By GreatSchools Staff
Whatever you thought of gym class, the current debate over childhood obesity has made PE more relevant than ever. As the website for First Lady Michelle Obama’s Let’s Move campaign informs us, kids need “60 minutes of active and vigorous play every day to grow up to a healthy weight.” Some schools are even using video games to lure kids to the gym. In an ideal setting, P.E. doesn’t just improve fitness — it also reduces stress, strengthens friendships, and improves self-confidence and self-esteem.
Is your child getting the physical education he needs? Check out our grade-by-grade guidelines to see what kids should be learning in PE.
Second graders can use their burgeoning imaginations to explore new athletic abilities. “Second graders are very creative,” says physical education specialist Amy Kaiser. “In PE that creativity can be displayed in many ways and can be encouraged by [letting] students create their own ‘animal walks,’ tumbling routines, or games.”

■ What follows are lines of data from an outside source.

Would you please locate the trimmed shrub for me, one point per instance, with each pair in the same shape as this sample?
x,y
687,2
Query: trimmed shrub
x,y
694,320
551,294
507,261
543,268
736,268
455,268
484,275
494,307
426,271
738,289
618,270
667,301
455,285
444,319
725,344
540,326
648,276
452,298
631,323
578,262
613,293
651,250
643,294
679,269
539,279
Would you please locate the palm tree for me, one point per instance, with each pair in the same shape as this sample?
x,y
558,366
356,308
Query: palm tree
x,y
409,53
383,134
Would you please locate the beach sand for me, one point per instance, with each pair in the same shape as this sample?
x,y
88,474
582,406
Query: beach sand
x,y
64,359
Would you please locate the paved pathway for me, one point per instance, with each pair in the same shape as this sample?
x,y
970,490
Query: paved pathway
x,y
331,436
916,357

Whether it’s walking and running; hopping, jumping, and leaping; or galloping, sliding, skipping, and turning — second graders are expected to build on the physical skills they learned in first grade. They should have time to practice combining these movements and try transitioning between them. Kids can use these skills to run relay races, play tag, or explore obstacle courses. Dance classes offer an artistic alternative.
Sports are a good way to keep students active. In soccer, children learn to dribble, pass, kick, and trap the ball. Playing softball, they’ll swing bats and learn to pitch. Teachers can help by breaking down the steps involved in throwing a ball. They should demonstrate how to stand, when to transfer weight, and how to follow through smoothly. On the basketball court, children should get practice shooting and dribbling.
PE should also teach warm-up and cool-down exercises such as pull-ups, push-ups, and stretches, which can help children get comfortable with starting an exercise routine.
Second-graders should learn to appreciate the importance of a healthy lifestyle and learn to care for their bodies by getting enough sleep, eating well, and committing to regular physical activity.
Children in second grade should become more capable of cooperating with others during games and sports. They should learn more problem-solving skills, such as how to resolve a conflict by saying “Sorry.”
As Kaiser observes, “Rock, paper, scissors is the great equalizer. It seems so simple, but it’s an effective strategy when kids can’t resolve a conflict. Students accept it. It’s a goal that students at this age will start to solve their own disputes on the playground, as well.”
Perhaps most important, kids should learn how to be safe, follow rules, and share.